ANALYSIS: Why Russia Would Hack Voter Lists and What We Should Do About It
Officials say there may be attempts to hack election-related networks.
NEWS ANALYSIS -- [Richard Clarke served as the national coordinator for counterterrorism on the White House National Security Council during Bill Clinton’s and George W. Bush’s administrations and was in the role before, during and after the Sept. 11, 2001, attacks. He is now an ABC News consultant.]
The FBI has reportedly told state officials in Arizona and Illinois that Russian hackers targeted their voter lists, and Homeland Secretary Jeh Johnson has warned officials in all 50 states that there may be attempts to hack election-related networks. What possible reasons would anyone in Russia have for wanting access to U.S. voter lists?
Any reason is likely to be a source of concern, but the least worrying would be if the hackers were just trying to get names and addresses (what is called "personally identifiable information" or PII) to help them hack into bank and credit card accounts. By putting together data from a number of different sources, hackers can sometimes gain enough information to re-set passwords on bank accounts or file bogus tax returns to hijack refunds.
What concerns U.S. officials, however, is the possibility that these hacks have an even more malicious intent: to somehow interfere with the U.S. election. How could that happen?
The simplest way to cause disruption and to cast doubt on the outcome would be to selectively delete names from the voter lists. Voters who find that they have been deleted from the voter list can file provisional or protest ballots in most states, but if there are many people protesting their deletion, it could lead to chaos at the polls, result in long lines and cause some voters to go home without voting. If that chaos occurs only in areas likely to support one candidate, it could help the other candidate win a close election.

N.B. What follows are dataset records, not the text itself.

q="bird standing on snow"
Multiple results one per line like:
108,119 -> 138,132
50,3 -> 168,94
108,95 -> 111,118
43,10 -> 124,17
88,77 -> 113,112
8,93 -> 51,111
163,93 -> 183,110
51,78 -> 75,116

More pernicious would be attempts to hack into voter machines and change the results that they report. In some states, there is no paper backup or audit trail, just electronic digits that record how people voted. Even in states with paper backup, those ballots are usually not tallied unless a candidate insists on a recount. If a cyberattack is done well, there may be no evidence of the attack, no trigger to cause anyone to count the paper ballots.
Many states have recently passed laws to protect against voter fraud, even though there is almost no evidence that people using false identity documents or otherwise attempting to vote when they are ineligible is a significant problem. While worrying about a problem that may not exist, many states have done little to modernize or secure their voting records and polling machines against cyberattack.
So-called "white hat" hackers, the good guys, have repeatedly shown how easy it is to hack into election-related networks and devices. Often the software being used by state governments is so old that the manufacturer no longer supports it or patches the security flaws in it. The kind of network protection systems in place in most large companies are almost never present on election-related machines.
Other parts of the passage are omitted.